I apologize in advance because I feel like this problem is fairly simple but I can't seem to figure out what the formula would be.
Essentially, if I had an object that were traveling 60cm/second, but had an inverse force applied to it of -60cm/second, how would I calculate how much distance it would travel in 1 second before it stopping? (Ignore factors such as wind resistance, gravity, etc. Only account for velocity of the object, time, and the inverse force applied to it).
On
If its acceleration of $-60cm/second^2$ then we have equations of motion Which calculates distance of particle. $S_n=u+\frac{a}{2}(2n-1)$ substituing $n=1$ we get it as $60-\frac{60}{2}(2-1)=30$. $'-'$ indicates deacceleration.

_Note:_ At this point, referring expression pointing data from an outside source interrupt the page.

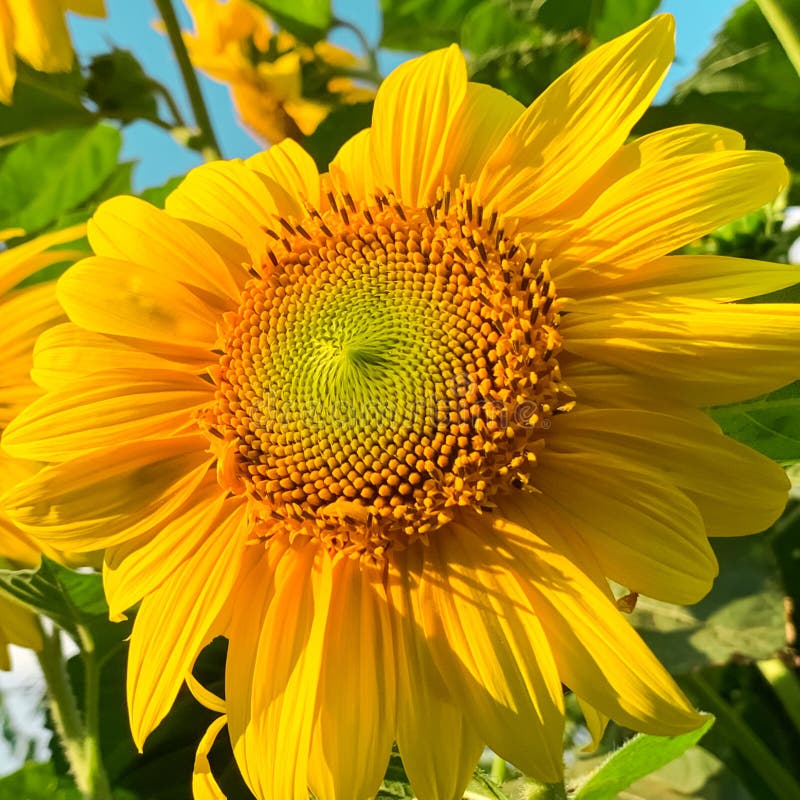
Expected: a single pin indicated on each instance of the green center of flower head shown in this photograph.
(386, 365)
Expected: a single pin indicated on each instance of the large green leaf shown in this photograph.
(743, 613)
(601, 19)
(418, 25)
(38, 782)
(164, 770)
(335, 130)
(52, 173)
(636, 758)
(308, 20)
(71, 599)
(769, 424)
(744, 82)
(43, 102)
(120, 88)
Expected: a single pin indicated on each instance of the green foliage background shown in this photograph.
(735, 653)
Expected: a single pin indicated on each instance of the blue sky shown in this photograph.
(130, 26)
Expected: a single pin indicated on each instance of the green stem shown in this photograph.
(784, 29)
(498, 772)
(739, 736)
(99, 785)
(786, 684)
(372, 72)
(79, 736)
(63, 707)
(209, 148)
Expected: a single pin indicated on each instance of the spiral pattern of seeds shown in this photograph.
(385, 366)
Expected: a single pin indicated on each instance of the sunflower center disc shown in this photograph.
(388, 365)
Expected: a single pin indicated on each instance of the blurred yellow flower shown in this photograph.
(389, 429)
(236, 43)
(36, 31)
(26, 312)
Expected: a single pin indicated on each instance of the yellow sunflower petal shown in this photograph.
(274, 660)
(40, 34)
(173, 621)
(19, 625)
(138, 567)
(26, 313)
(290, 175)
(596, 724)
(680, 140)
(483, 119)
(105, 498)
(204, 696)
(605, 386)
(98, 411)
(129, 229)
(204, 785)
(661, 207)
(677, 565)
(573, 127)
(440, 763)
(488, 644)
(125, 299)
(66, 354)
(718, 278)
(599, 655)
(358, 644)
(708, 353)
(230, 198)
(18, 263)
(737, 490)
(414, 110)
(16, 546)
(8, 61)
(352, 170)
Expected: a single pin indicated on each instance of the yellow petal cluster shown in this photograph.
(494, 285)
(36, 31)
(236, 43)
(26, 313)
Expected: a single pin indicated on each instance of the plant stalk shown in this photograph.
(209, 148)
(783, 27)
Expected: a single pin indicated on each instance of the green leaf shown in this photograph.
(745, 82)
(69, 598)
(52, 173)
(482, 785)
(120, 87)
(769, 424)
(600, 19)
(342, 123)
(638, 757)
(742, 614)
(418, 25)
(38, 782)
(164, 770)
(308, 20)
(43, 102)
(613, 18)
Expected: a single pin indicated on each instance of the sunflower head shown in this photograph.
(323, 416)
(386, 365)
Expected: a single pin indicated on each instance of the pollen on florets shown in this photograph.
(385, 366)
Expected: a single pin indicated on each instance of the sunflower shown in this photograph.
(235, 42)
(26, 313)
(390, 429)
(36, 31)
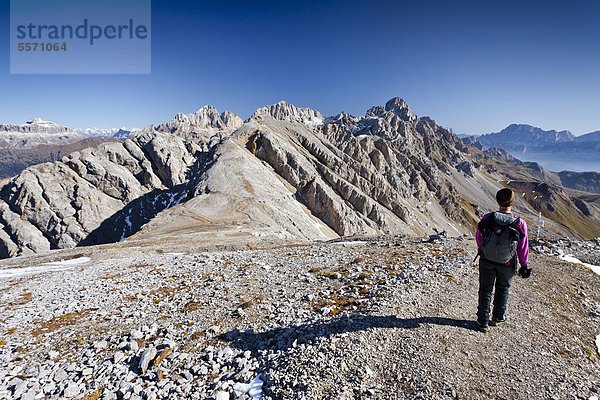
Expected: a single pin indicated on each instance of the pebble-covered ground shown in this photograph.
(378, 318)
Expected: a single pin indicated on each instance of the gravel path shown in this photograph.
(374, 318)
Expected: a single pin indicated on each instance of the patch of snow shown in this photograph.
(253, 389)
(53, 266)
(350, 242)
(571, 259)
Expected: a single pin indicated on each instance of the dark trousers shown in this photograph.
(501, 275)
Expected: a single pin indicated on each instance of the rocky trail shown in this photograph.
(381, 318)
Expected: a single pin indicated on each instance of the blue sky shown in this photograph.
(474, 66)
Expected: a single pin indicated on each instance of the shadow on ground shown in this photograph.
(285, 337)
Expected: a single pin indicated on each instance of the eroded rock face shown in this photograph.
(288, 112)
(287, 174)
(58, 205)
(369, 175)
(205, 118)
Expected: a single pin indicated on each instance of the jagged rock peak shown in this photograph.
(288, 112)
(396, 106)
(36, 125)
(205, 118)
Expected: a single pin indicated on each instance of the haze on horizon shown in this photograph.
(474, 68)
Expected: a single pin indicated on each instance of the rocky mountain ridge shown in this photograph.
(36, 125)
(279, 176)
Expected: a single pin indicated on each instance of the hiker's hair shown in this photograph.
(505, 197)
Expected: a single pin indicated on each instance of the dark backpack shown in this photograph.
(500, 234)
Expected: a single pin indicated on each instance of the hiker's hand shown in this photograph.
(524, 272)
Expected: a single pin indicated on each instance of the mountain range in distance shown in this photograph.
(554, 150)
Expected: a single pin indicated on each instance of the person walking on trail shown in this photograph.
(501, 240)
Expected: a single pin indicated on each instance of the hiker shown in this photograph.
(501, 239)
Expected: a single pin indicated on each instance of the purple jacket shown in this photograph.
(522, 246)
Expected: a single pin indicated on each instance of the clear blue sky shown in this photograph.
(474, 66)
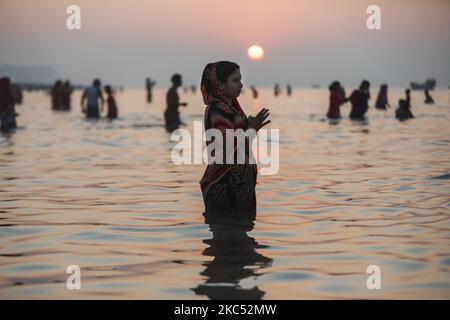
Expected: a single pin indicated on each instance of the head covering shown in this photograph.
(212, 92)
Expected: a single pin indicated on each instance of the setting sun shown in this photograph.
(255, 52)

Hope its clear.
On
One way to solve this problem is to look at energy and work. The object starts off with a kinetic energy of $\frac12mv_0^2$. To bring it to a complete stop, that much work must be done to it. For a constant force directed along the line of motion, work is equal to force $\times$ distance, so we have $Fs=mas=-\frac12mv_0^2$, so $s=-\frac{v_0^2}{2a}$. (The minus sign is because the change in kinetic energy is negative: $\Delta E_k=0-\frac12mv_0^2$.) Plugging in your values (and assuming you really meant an acceleration of $-60\;\text{cm}/\text{sec}^2$), we get $$s = -\frac{(60\;\text{cm}/\text{sec})^2}{2\cdot (-60\;\text{cm}/\text{sec}^2)} = 30\;\text{cm}.$$
Even though for this problem it’s easy enough to compute the time it will take to stop the object and then integrate over that time interval, this method requires no integrals at all.
Your object has a speed of $(60-60t)$ cm/sec. At what time is the speed zero? Now integrate the velocity from $0$ to this time to find the displacement.